Extracting string from line below known string.

Reply
New Contributor
Posts: 2

Extracting string from line below known string.

 I have a few hundred text documents from a survey that are in the following format.

 

Question1?

 

Response

 

Question2:

 

Response

 

Not all quetions end in ?, some end in . or :.  There is always a space between the question and response and a space after the response, but the response can take up several lines (paragraph type).  I would like to use the question strings to search for the response that is two lines below it.  Since the responses take up different number of lines depending on the respondent I can just simply use the line number.  What is the best way to extract this data?

Grand Advisor
Posts: 10,211

Re: Extracting string from line below known string.

Are you saying that the actual text QUESTION1, QUESTION2, ..., QUESTION100 appears in the data as the first bit of a line? How many of these questions are there?

 

Do you expect to read " response can take up several lines (paragraph type)" into a single response value? Is it possible that the apparent multiple line response is actually the result of word wrapping a long line in a viewer or are there actual end-of-line characters?

 

How do you associate these responses to a specific respondent?

 

It may help us to know what filetype the existing data is in as well, text, excel, something else.

 

 

New Contributor
Posts: 2

Re: Extracting string from line below known string.
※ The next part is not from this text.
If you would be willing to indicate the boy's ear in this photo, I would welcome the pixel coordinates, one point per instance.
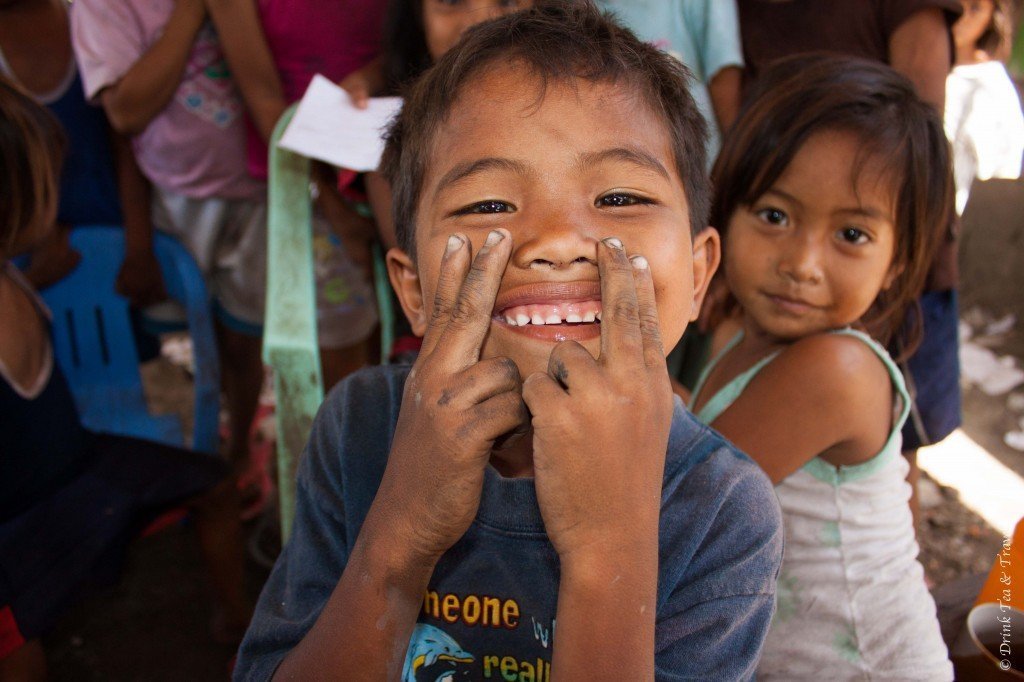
(707, 256)
(406, 281)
They are .txt files that were extracted from pdf's.  There are 64 questions.  The lines aren't word wrapped, there are actual end-of-line characters.  The respondents ID is always the first line of the document.

 

ex.

 

123456789

 

Do you have a dog?

 

Yes

 

What is your favorite color?

 

Blue

 

Please describe your experience with niantic servers?

 

Very long response.  Broken

into several

lines.

Grand Advisor
Posts: 10,211

Re: Extracting string from line below known string.

[ Edited ]

Is there any way to go to the source of those PDFs and see if there is an alternate data source or if they can export to a better structured file such as CSV?

Since the most likely thing I see after reading one of these files is to read more and them combine them you have lots of potential for mismatched lengths of character variables (different length responses by different respondents) and possibly even data types.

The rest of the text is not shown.